Run Chaos Experiment
Inject controlled failures to test and improve system resilience.
When to Use
- •Before major product launches (load testing)
- •After architecture changes (validate resilience)
- •During GameDays or disaster recovery drills
- •To validate assumptions about failure modes
- •As part of SRE maturity program
Inputs
- •Required: Kubernetes cluster (for Litmus or Chaos Mesh)
- •Required: Steady-state definition (what "normal" looks like)
- •Required: Hypothesis to test (e.g., "API stays available if one pod crashes")
- •Optional: Observability stack (Prometheus, Grafana) to measure impact
- •Optional: Rollback plan
Procedure
Step 1: Define Steady State and Hypothesis
Document normal system behavior:
## Steady State Definition
### Service: API Gateway
- **Availability**: 99.9% (< 0.1% error rate)
- **Latency**: p95 < 200ms
- **Throughput**: 1000 req/s
- **Dependencies**: Database (Postgres), Cache (Redis), Auth Service
### Metrics
- `rate(http_requests_total{job="api"}[5m])`
- `histogram_quantile(0.95, rate(http_request_duration_seconds_bucket[5m]))`
- `rate(http_requests_total{status=~"5.."}[5m])`
## Hypothesis
**"If one API pod is killed, the remaining pods will handle the load with <5s
disruption and no increase in error rate."**
### Validation Criteria
- Error rate remains <1%
- p95 latency stays <300ms (50ms grace)
- Service recovers within 5 seconds
- No cascading failures to downstream services
Expected: Clear, measurable definition of normal behavior and success criteria.

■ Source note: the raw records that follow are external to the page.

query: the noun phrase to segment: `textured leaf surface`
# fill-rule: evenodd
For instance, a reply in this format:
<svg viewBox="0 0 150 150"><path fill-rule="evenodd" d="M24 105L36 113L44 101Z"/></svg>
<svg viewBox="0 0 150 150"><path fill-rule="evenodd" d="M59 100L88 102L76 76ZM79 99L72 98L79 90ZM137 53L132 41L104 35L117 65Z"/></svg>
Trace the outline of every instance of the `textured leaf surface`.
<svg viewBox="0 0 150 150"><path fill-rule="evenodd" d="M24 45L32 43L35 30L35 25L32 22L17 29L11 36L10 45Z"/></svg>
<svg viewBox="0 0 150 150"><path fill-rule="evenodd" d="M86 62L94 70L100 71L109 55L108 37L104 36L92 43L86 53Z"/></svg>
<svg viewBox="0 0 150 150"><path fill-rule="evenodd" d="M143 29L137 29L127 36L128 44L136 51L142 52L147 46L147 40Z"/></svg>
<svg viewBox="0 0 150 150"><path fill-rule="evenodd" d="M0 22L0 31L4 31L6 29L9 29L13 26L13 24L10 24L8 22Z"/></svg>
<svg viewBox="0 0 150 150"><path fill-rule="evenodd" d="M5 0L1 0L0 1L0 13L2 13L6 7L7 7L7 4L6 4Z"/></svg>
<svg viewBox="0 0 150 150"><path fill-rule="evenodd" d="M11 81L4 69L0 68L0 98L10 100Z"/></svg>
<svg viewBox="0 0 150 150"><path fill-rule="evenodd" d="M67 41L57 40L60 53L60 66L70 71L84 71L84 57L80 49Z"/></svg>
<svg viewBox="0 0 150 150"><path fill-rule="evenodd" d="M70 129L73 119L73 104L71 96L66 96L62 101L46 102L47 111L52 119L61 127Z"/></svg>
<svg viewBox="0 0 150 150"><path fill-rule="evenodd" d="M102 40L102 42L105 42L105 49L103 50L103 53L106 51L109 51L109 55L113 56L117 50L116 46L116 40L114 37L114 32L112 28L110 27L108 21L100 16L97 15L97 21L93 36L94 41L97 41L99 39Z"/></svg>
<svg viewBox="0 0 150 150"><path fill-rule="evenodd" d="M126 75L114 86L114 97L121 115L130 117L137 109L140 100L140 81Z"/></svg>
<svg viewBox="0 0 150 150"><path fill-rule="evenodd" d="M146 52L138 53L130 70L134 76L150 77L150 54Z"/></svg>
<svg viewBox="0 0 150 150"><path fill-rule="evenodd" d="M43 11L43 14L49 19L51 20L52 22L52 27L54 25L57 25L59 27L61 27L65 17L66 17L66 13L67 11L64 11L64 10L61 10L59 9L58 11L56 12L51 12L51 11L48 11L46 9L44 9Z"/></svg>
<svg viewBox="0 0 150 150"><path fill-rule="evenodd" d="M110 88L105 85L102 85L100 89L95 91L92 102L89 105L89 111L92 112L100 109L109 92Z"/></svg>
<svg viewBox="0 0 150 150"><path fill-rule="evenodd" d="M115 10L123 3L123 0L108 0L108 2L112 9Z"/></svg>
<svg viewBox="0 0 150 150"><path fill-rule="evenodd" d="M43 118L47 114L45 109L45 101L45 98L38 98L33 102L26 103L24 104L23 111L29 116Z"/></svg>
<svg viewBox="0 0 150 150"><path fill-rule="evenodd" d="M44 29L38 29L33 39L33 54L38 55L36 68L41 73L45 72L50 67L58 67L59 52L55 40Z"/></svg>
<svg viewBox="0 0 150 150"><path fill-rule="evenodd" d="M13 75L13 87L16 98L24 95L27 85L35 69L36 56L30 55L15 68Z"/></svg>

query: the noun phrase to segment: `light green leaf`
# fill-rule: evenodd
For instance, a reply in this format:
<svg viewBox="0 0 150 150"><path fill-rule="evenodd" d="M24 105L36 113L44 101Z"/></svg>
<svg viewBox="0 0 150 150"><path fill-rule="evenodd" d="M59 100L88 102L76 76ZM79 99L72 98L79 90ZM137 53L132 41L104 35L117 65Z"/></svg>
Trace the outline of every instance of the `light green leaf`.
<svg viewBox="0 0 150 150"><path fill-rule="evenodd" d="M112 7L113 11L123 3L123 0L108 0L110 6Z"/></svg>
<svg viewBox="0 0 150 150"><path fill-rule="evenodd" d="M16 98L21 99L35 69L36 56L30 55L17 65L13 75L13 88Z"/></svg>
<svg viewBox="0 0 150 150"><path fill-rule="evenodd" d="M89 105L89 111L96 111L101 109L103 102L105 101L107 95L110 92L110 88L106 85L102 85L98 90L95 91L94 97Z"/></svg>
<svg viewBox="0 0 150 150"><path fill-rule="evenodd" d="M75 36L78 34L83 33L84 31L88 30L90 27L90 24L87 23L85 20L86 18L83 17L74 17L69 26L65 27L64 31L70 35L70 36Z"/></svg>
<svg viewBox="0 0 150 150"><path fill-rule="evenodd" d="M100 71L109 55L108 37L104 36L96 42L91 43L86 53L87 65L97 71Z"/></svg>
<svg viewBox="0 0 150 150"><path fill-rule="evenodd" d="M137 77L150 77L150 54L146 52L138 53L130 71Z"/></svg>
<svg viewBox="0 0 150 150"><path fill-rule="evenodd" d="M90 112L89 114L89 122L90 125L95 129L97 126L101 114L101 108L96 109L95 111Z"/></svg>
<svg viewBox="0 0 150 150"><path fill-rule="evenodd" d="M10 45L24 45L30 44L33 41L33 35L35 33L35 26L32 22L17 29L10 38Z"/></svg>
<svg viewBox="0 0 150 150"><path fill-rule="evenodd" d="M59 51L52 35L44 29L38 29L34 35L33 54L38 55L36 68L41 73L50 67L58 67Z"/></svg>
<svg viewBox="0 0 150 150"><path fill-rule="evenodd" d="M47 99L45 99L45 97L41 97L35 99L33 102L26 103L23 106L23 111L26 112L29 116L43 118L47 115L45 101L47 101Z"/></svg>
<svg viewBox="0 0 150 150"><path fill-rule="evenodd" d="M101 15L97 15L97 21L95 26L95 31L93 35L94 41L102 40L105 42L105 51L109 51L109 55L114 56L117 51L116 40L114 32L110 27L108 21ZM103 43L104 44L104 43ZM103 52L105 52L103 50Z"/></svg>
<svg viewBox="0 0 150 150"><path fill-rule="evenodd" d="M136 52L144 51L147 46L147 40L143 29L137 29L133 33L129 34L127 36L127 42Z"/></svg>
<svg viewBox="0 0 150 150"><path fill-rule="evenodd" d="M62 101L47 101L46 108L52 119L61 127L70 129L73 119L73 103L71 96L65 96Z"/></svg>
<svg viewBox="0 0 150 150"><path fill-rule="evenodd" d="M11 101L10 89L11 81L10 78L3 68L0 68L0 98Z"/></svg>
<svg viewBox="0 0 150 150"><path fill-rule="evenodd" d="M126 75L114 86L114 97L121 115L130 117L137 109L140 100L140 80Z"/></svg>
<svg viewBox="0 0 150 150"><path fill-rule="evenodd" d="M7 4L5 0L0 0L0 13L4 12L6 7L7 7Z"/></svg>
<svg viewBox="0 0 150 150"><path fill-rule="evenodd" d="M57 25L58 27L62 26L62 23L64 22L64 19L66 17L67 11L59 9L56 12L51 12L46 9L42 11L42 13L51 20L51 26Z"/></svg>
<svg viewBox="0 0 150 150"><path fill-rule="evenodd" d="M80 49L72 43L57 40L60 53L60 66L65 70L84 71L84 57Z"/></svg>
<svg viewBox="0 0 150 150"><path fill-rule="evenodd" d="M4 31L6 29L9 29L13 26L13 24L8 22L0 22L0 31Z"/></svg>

On failure: If you can't define steady state, observability is insufficient. Add metrics first.
Step 2: Set Blast Radius Limits
Scope the experiment to minimize risk:
# chaos-config.yaml
apiVersion: v1
kind: Namespace
metadata:
name: chaos-testing
---
# Label pods participating in chaos experiments
apiVersion: v1
kind: Pod
metadata:
labels:
chaos-enabled: "true"
environment: staging # NEVER production for first run
Set safeguards:
## Blast Radius Controls ### Environment - **Scope**: Staging only (first 5 runs) - **Production**: Only after 5 successful staging runs - **Timing**: Business hours (09:00-17:00 local), never weekends/holidays ### Target Selection - **Limit**: Max 1 pod per service - **Percentage**: Max 25% of replicas - **Exclusions**: Database, payment service, auth service (critical path) ### Auto-Abort Conditions - Error rate >10% for >30 seconds - Customer-facing alerts fire - Manual abort signal from on-call engineer ### Rollback Plan - Kubernetes will auto-restart killed pods - Manual rollback: `kubectl rollout undo deployment/api` - Incident declared if recovery takes >5 minutes
Expected: Experiment has clear boundaries, won't take down entire system.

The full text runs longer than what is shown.